El factor diferencial de la técnica ACA es el respeto a las estructuras capsulares y ligamentosas de la articulación. El autor propone un respeto a las mismas similar al que se tiene en otras artroplastias como las de rodilla o de hombro, buscando así una biomecánica más parecida a la natural de la cadera. Es bueno tener presente que la cápsula puede aceptar cierta deformación sin perder sus propiedades estructurales ni dinámicas y, al no poder ser elongada fácilmente, mantiene la longitud del miembro y la tensión articular original del paciente (Hewitt, 2002).
El análisis de la literatura y exhaustivos estudios cadavéricos han llevado a desarrollar una técnica que permite realizar una capsulotomía más respetuosa y, sobre todo, llevada a cabo en la región menos relevante para la estabilidad articular. La resección se limita al conocido como intervalo rotador de la cadera y permite la colocación de la prótesis en un entorno dinámicamente estable.
La experiencia clínica con esta técnica se remonta ya al año 2007 y los resultados arrojados por ella son excelentes. No se ha producido ningún aflojamiento aséptico y sólo se registró un caso de luxación, debido a una colocación excesivamente vertical del cotilo durante la curva de aprendizaje de la técnica. Otra ventaja del uso de la tensión de los ligamentos como factor limitante es el bajo número de disimetrías, con un promedio en la serie de 4.4 milímetros.

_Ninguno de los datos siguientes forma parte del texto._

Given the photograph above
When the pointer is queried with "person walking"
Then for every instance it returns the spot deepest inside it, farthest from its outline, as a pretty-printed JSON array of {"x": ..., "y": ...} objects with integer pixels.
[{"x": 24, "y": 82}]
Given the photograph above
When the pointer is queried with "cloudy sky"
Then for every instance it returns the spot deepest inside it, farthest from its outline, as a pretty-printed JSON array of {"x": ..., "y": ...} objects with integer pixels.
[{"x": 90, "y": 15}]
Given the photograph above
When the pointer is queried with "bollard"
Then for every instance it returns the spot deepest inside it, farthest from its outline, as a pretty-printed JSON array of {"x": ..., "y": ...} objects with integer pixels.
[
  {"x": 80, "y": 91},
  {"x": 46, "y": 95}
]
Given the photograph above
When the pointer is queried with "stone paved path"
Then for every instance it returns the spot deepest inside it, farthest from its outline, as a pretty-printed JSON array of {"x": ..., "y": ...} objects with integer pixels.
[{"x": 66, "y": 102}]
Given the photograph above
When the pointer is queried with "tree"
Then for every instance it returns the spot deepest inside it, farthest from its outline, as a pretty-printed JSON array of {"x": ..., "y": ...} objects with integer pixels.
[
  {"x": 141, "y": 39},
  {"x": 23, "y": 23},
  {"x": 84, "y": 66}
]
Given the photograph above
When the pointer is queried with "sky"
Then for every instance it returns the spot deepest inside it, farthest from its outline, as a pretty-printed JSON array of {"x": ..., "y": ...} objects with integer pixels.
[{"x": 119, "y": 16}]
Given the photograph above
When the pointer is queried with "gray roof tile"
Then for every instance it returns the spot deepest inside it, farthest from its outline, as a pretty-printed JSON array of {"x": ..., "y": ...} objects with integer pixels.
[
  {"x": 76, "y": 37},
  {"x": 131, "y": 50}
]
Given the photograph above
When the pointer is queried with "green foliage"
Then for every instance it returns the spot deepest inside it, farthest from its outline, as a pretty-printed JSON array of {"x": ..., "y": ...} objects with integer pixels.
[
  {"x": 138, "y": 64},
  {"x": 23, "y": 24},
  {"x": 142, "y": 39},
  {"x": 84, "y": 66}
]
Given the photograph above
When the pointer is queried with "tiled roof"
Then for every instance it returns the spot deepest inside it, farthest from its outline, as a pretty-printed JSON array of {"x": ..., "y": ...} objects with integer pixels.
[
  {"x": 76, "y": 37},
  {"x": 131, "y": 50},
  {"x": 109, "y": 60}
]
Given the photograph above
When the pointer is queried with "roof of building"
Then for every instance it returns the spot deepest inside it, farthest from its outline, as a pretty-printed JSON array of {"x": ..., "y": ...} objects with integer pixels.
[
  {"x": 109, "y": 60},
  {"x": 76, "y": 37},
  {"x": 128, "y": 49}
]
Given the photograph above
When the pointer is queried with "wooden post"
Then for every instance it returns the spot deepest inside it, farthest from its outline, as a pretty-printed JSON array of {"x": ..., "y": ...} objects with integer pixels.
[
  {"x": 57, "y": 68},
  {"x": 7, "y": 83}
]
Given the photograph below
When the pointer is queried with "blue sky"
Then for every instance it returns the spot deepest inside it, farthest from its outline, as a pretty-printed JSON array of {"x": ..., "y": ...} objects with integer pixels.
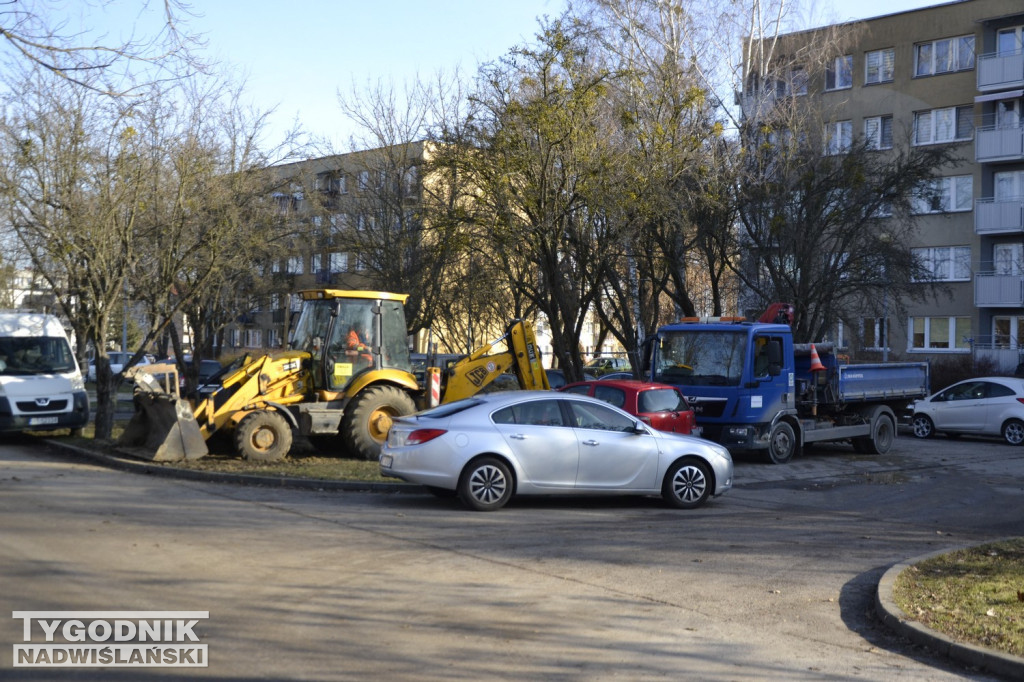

La técnica ACA también tiene efectos positivos en lo que a la satisfacción del paciente se refiere. La alta estabilidad que se confiere al implante hace innecesarios los protocolos clásicos de limitación de movimientos. No se utilizan cojines entre las piernas para dormir, ni se limita la flexión, ni se establece ningún tipo de freno artificial a las actividades cotidianas. Esto no sólo acelera la recuperación funcional, sino que supone un espaldarazo moral al paciente, que se siente mucho más confiado y tranquilo.
La recuperación precoz tiene, a su vez, un impacto económico importante. La estancia hospitalaria media cayó tres días con la introducción de ACA, reduciendo los costes por paciente y haciendo posible el tratar a más pacientes en el mismo intervalo de tiempo. Además, la vuelta temprana a la vida habitual reduce los costes sociales asociados a la convalecencia.
En resumen, la experiencia del autor le hace afirmar que la técnica del Abordaje Capsular Anterior supone una serie de ventajas muy relevantes que permiten mejorar los resultados del cirujano, la calidad de vida del paciente y el servicio ofrecido por el hospital.
El respeto por mantener la biomecánica natural de la cadera mediante la técnica del abordaje capsular anterior, unido a la utilización de vástagos cortos que respeten el stock óseo, puede convertirse en la gran alternativa a las prótesis de resuperficialización en pacientes jóvenes y activos.